Those are the big ones that come to mind; two of them are things that cause problems in the on-site importer all the time, and you might want to take a look at some of the error checking and logging we do. My gut instinct is that the last one I thought of (the backdating thing -- which I thought of when I was looking through the importer code) is most likely to be the culprit, with the "bad characters in the entry it's choking on" in second place and the other two in a distant third.

(If it does turn out to be the backdating thing, the good news is it's fixable; the bad news is it's going to be a pain, because the only real fix is to edit the entries and uncheck the backdated flag.)
solarbird: (Default)

Re: well howdy

[personal profile] solarbird 2023-02-07 09:48 pm (UTC)(link)
Hey, Denice ^_^ -

In order:

-- I've found a few entries with bad UTF-8 and fixed those. That solved a couple of problems I was having early on with this project, but I've run out of them.

-- It's not even looking at the details where it's failing; it's not choking on unknown entryprops. where it's failing, it's just trying to build the items list.

-- No comment pickup yet except in that we're getting the big list of all items. If I have to throw out comments, so be it.

-- None of the bad dates point directly at an item - it's always a comment. But if I edit the entry that has that comment, the item lastsync gets stuck on changes. After I did that several times, I decided/realised it was systemic and that wasn't much of a solution. :/

-- I am fetching a lot more than 50 entries at a time. This feels dumb, but I'm not seeing a way to tell whether an entry is backdated, however. But at least some of the entries in this timeframe were echoed from my old band blog, which would've been direct - I set that up originally to use JournalPress to crosspost to here (as a normal post, with comments enabled), and then use Dreamwidth to crosspost further back to Livejournal with comments (there) disabled and a pointer back here. And I'm pretty sure JournalPress doesn't mark posts backdated, as I wanted them to appear in friendlists. (And posts from my new let's-amalgamate-everything personal blog absolutely do, I'm getting comments here on them.)
denise: Image: Me, facing away from camera, on top of the Castel Sant'Angelo in Rome (Default)

Re: well howdy

[staff profile] denise 2023-02-07 09:55 pm (UTC)(link)
hmmmmmmm. Yeah, we're way out past the edges of my knowledge here (I'm just working from what we've seen before in the importer).

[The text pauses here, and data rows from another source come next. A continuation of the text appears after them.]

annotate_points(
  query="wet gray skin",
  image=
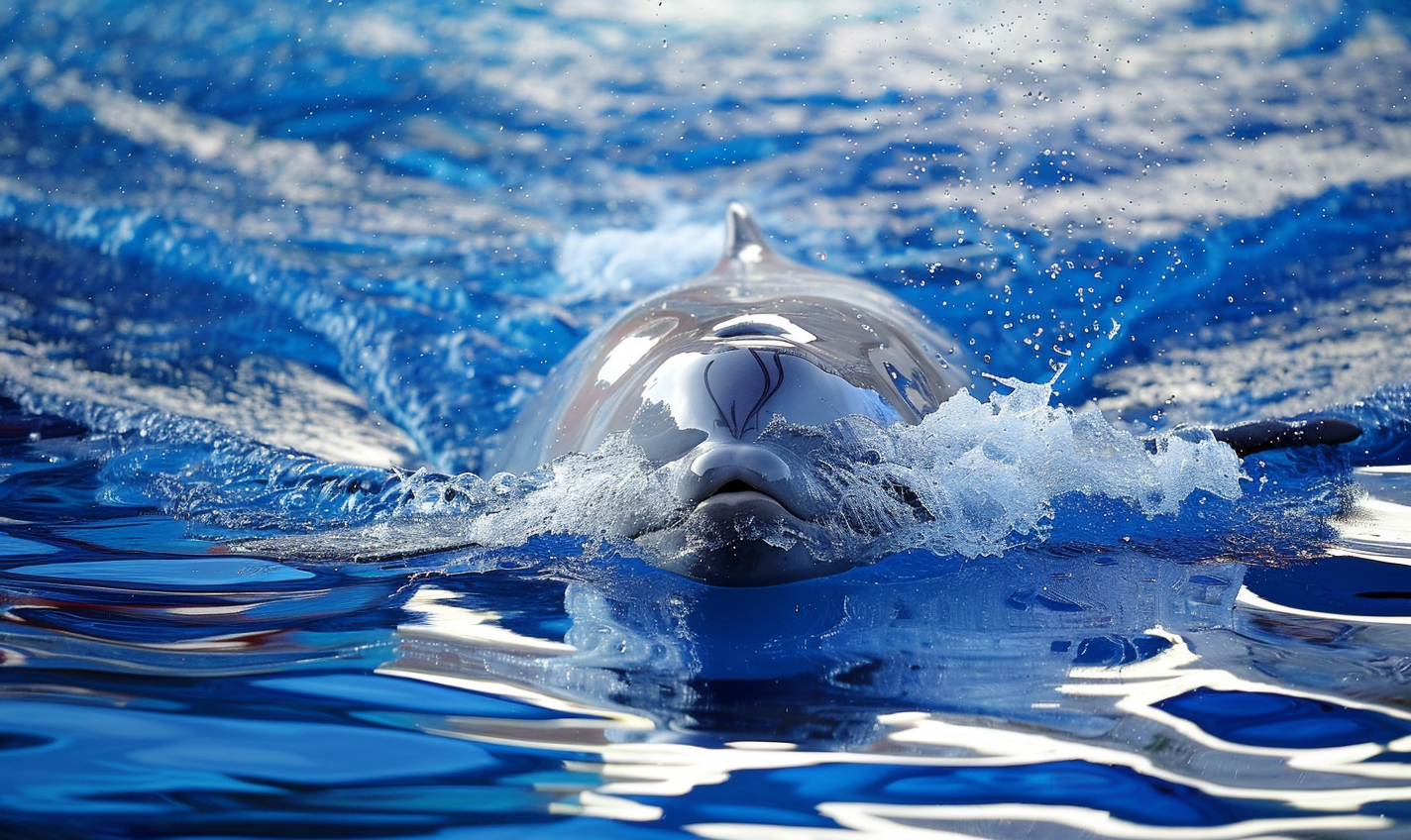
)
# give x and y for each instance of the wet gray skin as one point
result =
(696, 373)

You can tell if an entry is backdated by editing it: if you're using the old update page, it'll be a checkbox near the date item labeled "date out of order" or "don't show on entry pages" (I forget if we renamed it there or not), and if you're using the new entry page it's in the Display Date panel and labeled "don't show on reading pages".

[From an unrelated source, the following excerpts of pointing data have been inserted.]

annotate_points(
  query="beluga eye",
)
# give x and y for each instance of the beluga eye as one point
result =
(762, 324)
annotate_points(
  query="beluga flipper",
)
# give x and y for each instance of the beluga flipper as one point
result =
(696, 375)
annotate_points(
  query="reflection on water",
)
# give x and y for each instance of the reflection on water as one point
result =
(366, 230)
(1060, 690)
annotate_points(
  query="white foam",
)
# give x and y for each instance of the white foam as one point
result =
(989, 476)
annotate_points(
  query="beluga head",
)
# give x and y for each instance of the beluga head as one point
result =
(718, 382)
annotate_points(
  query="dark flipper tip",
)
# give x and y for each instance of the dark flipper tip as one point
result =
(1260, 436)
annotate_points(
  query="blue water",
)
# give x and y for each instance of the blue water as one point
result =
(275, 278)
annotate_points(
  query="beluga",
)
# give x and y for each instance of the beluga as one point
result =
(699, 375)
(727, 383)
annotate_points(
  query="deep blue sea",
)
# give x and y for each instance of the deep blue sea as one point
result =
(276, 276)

If it's always getting stuck on comments, I wonder if the script you're using just doesn't have good comment mapping error handling. Have you taken a look at jbackup.pl that Pau linked to above? Is there anything like that in the script you're using? I've never looked at it, so I don't know how well it handles weirdnesses. I know you've probably hit the point of "I've put this much effort into it, I'm going to make this work goddammit," but just to rule out issues with the script itself: if you try running jbackup.pl does it get stuck in the same place?
solarbird: (Default)

Re: well howdy

[personal profile] solarbird 2023-02-07 11:09 pm (UTC)(link)
If it's always getting stuck on comments, I wonder if the script you're using just doesn't have good comment mapping error handling.

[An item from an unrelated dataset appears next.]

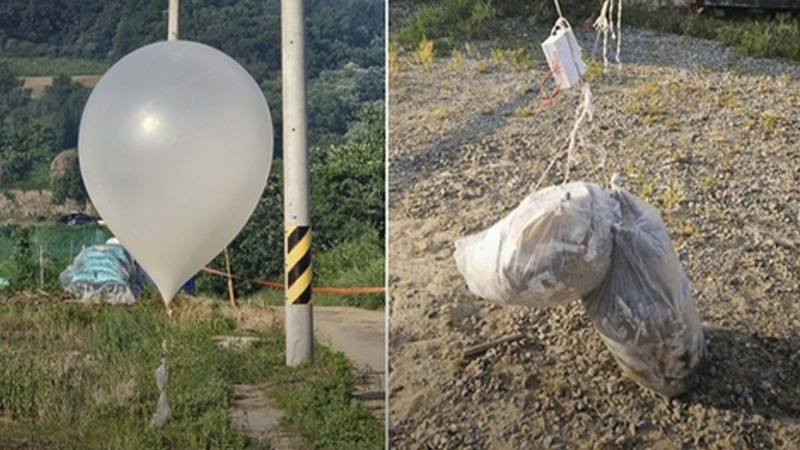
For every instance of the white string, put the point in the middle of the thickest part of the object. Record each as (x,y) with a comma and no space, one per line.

That's not it. We're expecting C- items mixed in with L- items; this is the one big pull of all item metadata.

Also, neither side is getting stuck on a single actual item, the comment identifiers keep changing, as per the debug output I provided in another reply. It's just that they have huge swaths of repeated lastsyncs.

I'm kinda thinking this would fine at this point if we didn't have the shutdown for repeated pulls of the same lastsync.
denise: Image: Me, facing away from camera, on top of the Castel Sant'Angelo in Rome (Default)

Re: well howdy

[staff profile] denise 2023-02-09 10:58 pm (UTC)(link)
Have you been able to try jbackup.pl to see if it gets stuck the same way?
solarbird: (Default)

Re: well howdy

[personal profile] solarbird 2023-02-10 05:36 am (UTC)(link)
I haven't - I got busy finishing another project that went well past anticipated work. I'll give it a go tomorrow (Friday).
denise: Image: Me, facing away from camera, on top of the Castel Sant'Angelo in Rome (Default)

Re: well howdy

[staff profile] denise 2023-02-10 07:20 am (UTC)(link)
I don't necessarily expect it to work but it will help rule out issues with the script!
solarbird: (Default)

Re: well howdy

[personal profile] solarbird 2023-02-11 05:35 am (UTC)(link)
Okay. I haven't been eager to dive in because I know literally nothing about perl. But I found the needed dependencies (via Debian, which was easier than trying to do it in MacOS lol) and it ran to completion and after running again specifying XML (vs. default which I guess means raw which gave me some chonky binary file) I got a 60MB file which on casual inspection seems like it's probably complete.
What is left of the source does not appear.